The news that it is set to unleash sweeping changes aimed at curbing local council spending powers arrives amid a slew of revelations over mounting arrears. In the past 10 years, council debt across the country has risen from $1.8 billion to $7 billion.
In the same period, rates have risen an average of 7% per year.
The reported per capita debt for councils in 2010 ranges from $4142 in the Kaipara district in the north, to zero for the Central Otago District Council. The Queenstown-Lakes district is near the top of a national list of indebtedness, with per capita borrowings of $3563, and Dunedin City is in the top third with $1920.
Foremost in Local Government Minister Nick Smith's sights are the overblown pay scales of council chief executives, and the wage bills of their staff. This, at least, will strike a chord with ratepayers.
Just as there is growing awareness and concern at the disparities between private sector chief executives and the workers on "the shop floor", the huge salaries of council chiefs have raised both eyebrows and ire.
A case in point was the proposed pay rise of Tony Marryatt, chief executive of the Christchurch City Council, of an additional $68,000 to take his salary level to $538,529.
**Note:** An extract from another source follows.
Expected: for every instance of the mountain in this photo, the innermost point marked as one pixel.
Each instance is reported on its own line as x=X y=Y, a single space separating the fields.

After much publicity and pressure, most of the pay hike was declined.
In grappling with the disconnect, people fondly recall the days of the "town clerks" and wonder how it is that empires of professionals have grown up to replace them.
The easy answer, and the one at which the proposed reforms are aimed, is that where once councils concerned themselves with waste, water, roads libraries and consents, today they involve themselves in all manner of events across a range of public activities.
Dr Smith is certainly of the view that council debt has ballooned because councils can and do get involved in areas they have no business in. It is true there are examples of both activity and ambition that go well beyond what most people would consider as council business. He cites Auckland which "has set targets for NCEA".
Others have aspirations and targets over levels of child abuse. Such matters are patently not the business of councils; policies governing them have already been, at least in part, funded by ratepayers whose national taxes meet the costs of the government departments responsible.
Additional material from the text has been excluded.